Anno 1656 I lay there for three weeks on a Dutch ship in a bay named Taffwelbayet [Table Bay, South Africa]. Among other things in the sea, we saw a whale and a swordfish fighting, where the swordfish got the upper hand, and had cut up the whale’s belly, whereupon it came drifting ashore dead. Then a great number of the inhabitants (who are called Hottentots [Khoikhoi: non-Bantu nomadic pastoralists.]) came and ate the whole whale in a quarter of an hour. This fish [The whale: NMK calls it hwalfisk / hwal / fisk.] was 35 fathoms long [Whale 62 m, swordfish 5.3-5.9 m by 0.9 m. The confirmed length record for Xiphias gladius is in fact 4.55 m.], the swordfish might be about nine or ten ells, not very thick, perhaps 1½ ell. It is triangular, has four fins more than other fish, on the snout is its sword, about a good ell long and a hand’s width wide, set with large sharp spikes on either side, like wolf’s teeth, with which it goes below the whale and cuts up its belly.
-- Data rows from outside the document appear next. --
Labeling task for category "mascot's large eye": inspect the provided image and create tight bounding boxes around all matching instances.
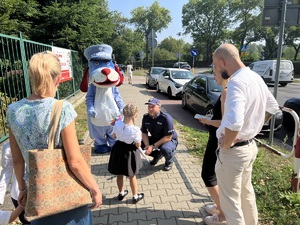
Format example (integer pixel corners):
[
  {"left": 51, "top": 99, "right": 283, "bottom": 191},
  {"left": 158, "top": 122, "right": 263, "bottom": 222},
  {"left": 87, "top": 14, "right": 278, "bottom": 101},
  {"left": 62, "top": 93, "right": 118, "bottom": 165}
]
[
  {"left": 106, "top": 61, "right": 110, "bottom": 66},
  {"left": 95, "top": 62, "right": 99, "bottom": 66}
]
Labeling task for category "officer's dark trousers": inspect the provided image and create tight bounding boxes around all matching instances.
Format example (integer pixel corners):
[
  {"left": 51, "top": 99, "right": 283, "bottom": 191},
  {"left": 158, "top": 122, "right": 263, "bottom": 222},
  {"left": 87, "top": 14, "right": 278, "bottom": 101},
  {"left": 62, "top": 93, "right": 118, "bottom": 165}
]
[{"left": 142, "top": 136, "right": 178, "bottom": 163}]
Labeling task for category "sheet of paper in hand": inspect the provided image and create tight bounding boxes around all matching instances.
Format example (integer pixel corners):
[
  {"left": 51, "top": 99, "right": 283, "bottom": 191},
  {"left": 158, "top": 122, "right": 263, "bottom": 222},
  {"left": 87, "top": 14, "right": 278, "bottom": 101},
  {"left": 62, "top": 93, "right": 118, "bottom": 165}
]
[{"left": 194, "top": 114, "right": 212, "bottom": 120}]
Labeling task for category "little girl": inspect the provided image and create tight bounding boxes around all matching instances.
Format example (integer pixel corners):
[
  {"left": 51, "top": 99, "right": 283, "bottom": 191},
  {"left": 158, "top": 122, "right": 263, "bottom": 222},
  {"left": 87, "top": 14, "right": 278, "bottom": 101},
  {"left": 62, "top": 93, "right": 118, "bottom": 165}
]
[{"left": 108, "top": 104, "right": 144, "bottom": 204}]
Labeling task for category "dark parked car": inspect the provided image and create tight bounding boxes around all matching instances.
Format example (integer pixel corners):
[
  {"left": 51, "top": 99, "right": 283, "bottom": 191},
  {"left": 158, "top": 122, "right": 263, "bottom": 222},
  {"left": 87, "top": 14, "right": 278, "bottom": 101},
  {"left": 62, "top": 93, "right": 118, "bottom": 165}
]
[
  {"left": 118, "top": 64, "right": 126, "bottom": 72},
  {"left": 282, "top": 98, "right": 300, "bottom": 131},
  {"left": 182, "top": 73, "right": 222, "bottom": 115},
  {"left": 172, "top": 62, "right": 191, "bottom": 70},
  {"left": 145, "top": 67, "right": 165, "bottom": 88},
  {"left": 182, "top": 73, "right": 282, "bottom": 133}
]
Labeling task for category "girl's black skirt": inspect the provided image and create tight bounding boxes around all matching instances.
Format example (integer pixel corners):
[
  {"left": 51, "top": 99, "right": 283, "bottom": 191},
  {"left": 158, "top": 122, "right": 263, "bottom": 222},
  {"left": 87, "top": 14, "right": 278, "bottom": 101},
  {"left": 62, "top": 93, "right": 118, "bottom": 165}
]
[{"left": 108, "top": 140, "right": 143, "bottom": 177}]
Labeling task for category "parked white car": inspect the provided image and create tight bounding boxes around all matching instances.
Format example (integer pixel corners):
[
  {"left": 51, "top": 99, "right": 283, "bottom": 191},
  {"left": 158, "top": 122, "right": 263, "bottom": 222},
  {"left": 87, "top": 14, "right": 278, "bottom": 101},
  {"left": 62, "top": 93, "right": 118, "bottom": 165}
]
[{"left": 156, "top": 68, "right": 194, "bottom": 98}]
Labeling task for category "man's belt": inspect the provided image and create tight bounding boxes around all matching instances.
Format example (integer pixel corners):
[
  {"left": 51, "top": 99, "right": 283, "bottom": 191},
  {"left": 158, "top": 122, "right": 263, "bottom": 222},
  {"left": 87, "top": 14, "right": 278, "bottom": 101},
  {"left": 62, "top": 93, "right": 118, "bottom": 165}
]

These inhabitants are very fast runners, so that one of them can chase down a deer over a long distance. Furthermore some can throw stones and hit a fly, and they are not frightened by a rapier. But with a pistol, even if not loaded, you can scare a thousand. It is said that these Hottentots would be cannibals, but there is no truth to that, because we buried many dead there which they let lie peacefully and untouched. Also, when a woman is to keep herself to one man, then she must allow to be cut off the outer joint on the little finger of her left hand. In the night more than several hundred men and women gather to dance around a bonfire and clap their hands, because there are dangerous beasts, like lions and tigers, here in great numbers. There are also many ostriches, which the inhabitants know to catch in very ingenious ways.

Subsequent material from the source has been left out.